2日後、朝食のテーブルにナミが新聞を持ってきた。

「あの騒ぎのこと載ってるわよ。ちょっと事実と違うけど。」


食べることに夢中なクルーをよけて、サンジはそれを受け取った。
勃発するクーデターの記事の中に、それは中位の扱いで記されていた。

『・・・エント領事館を襲撃した海賊団は全員処刑される見込み。なお内乱と相次ぐ不作で昨年の餓死者が500人をこえた国民に対し、領事館は食料の配給を始めた。本来××年度から開始されているはずであったが、この間の事情を領事館側は明らかにせず・・・』
他のクルーにも、海賊団や領事とのやり合いについてはもう話してある。
「驚かないのね。私たちかばわれてるうえに、食料の配給まで始めたって書いてあるのに。」
記事の中に、麦藁海賊団の名前はどこにも出てこない。だがそれは、かばわれたのとは少し違うものだとサンジは思っていた。彼が海賊ではなく料理人として貫いた意志を、モンタナも同じように受け止めたのだった。

「おっさんたち、腹いっぱい食ってるかな」
パンパンに膨れた腹をさすりながらルフィが言った。
「お前は食い過ぎだけどな、クソゴム」
新聞に目を通している間に、サンジの分の朝食まできれいに平らげられていたのだった。
「俺だけじゃねぇっ!ゾロも食ったぞ!」
ゆらりとサンジが立ち上がる。
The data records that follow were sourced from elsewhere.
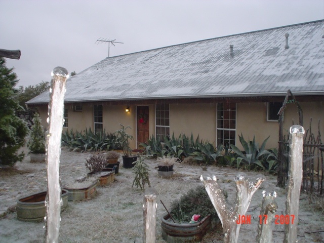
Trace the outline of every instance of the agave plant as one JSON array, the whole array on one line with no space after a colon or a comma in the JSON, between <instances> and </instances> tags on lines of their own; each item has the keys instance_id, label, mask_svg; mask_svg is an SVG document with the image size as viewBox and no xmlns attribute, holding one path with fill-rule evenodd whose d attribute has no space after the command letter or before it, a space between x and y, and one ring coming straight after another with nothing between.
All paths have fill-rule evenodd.
<instances>
[{"instance_id":1,"label":"agave plant","mask_svg":"<svg viewBox=\"0 0 324 243\"><path fill-rule=\"evenodd\" d=\"M238 135L239 141L243 147L244 151L242 152L238 148L233 144L230 144L233 151L237 154L237 158L232 158L232 160L236 160L236 166L237 168L242 162L245 164L251 166L256 164L259 166L262 166L261 160L263 158L263 156L265 154L271 153L270 152L264 149L267 141L270 137L268 137L262 143L261 146L259 147L259 144L255 141L255 136L253 136L253 140L248 140L247 142L244 139L243 135L241 133L241 136Z\"/></svg>"}]
</instances>

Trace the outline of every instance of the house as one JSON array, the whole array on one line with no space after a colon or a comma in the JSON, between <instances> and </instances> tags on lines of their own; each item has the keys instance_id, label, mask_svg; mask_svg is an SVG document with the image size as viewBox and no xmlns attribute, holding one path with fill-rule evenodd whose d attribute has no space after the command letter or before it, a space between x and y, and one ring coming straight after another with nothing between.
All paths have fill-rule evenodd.
<instances>
[{"instance_id":1,"label":"house","mask_svg":"<svg viewBox=\"0 0 324 243\"><path fill-rule=\"evenodd\" d=\"M277 112L290 89L324 131L324 20L107 58L67 82L63 127L113 132L130 126L135 148L182 133L217 145L238 135L277 147ZM49 92L29 100L45 124ZM288 131L297 108L285 114Z\"/></svg>"}]
</instances>

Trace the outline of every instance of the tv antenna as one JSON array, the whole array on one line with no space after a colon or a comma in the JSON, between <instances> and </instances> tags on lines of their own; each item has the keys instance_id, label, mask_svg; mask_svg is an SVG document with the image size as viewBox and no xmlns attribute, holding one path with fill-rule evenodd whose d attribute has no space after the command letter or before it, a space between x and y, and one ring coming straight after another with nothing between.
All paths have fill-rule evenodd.
<instances>
[{"instance_id":1,"label":"tv antenna","mask_svg":"<svg viewBox=\"0 0 324 243\"><path fill-rule=\"evenodd\" d=\"M124 44L123 42L115 42L115 40L116 40L116 39L110 40L109 39L107 39L107 38L104 38L100 37L97 40L97 41L95 44L98 43L97 43L97 44L98 45L100 43L108 42L108 57L109 57L109 54L110 52L110 44L113 45L114 47L115 46L114 43L119 43L120 44Z\"/></svg>"}]
</instances>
同じタイミングで席を立ったゾロは、
「作り甲斐があって何よりだろうが。感謝しやがれ」
と言いながら甲板に出ていった。
もちろん蹴り飛ばすためにサンジもキッチンを出た。右手ではしっかり船長の襟首をつかんでいる。

 コックにとって、この船は確かに極上の仕事場だった。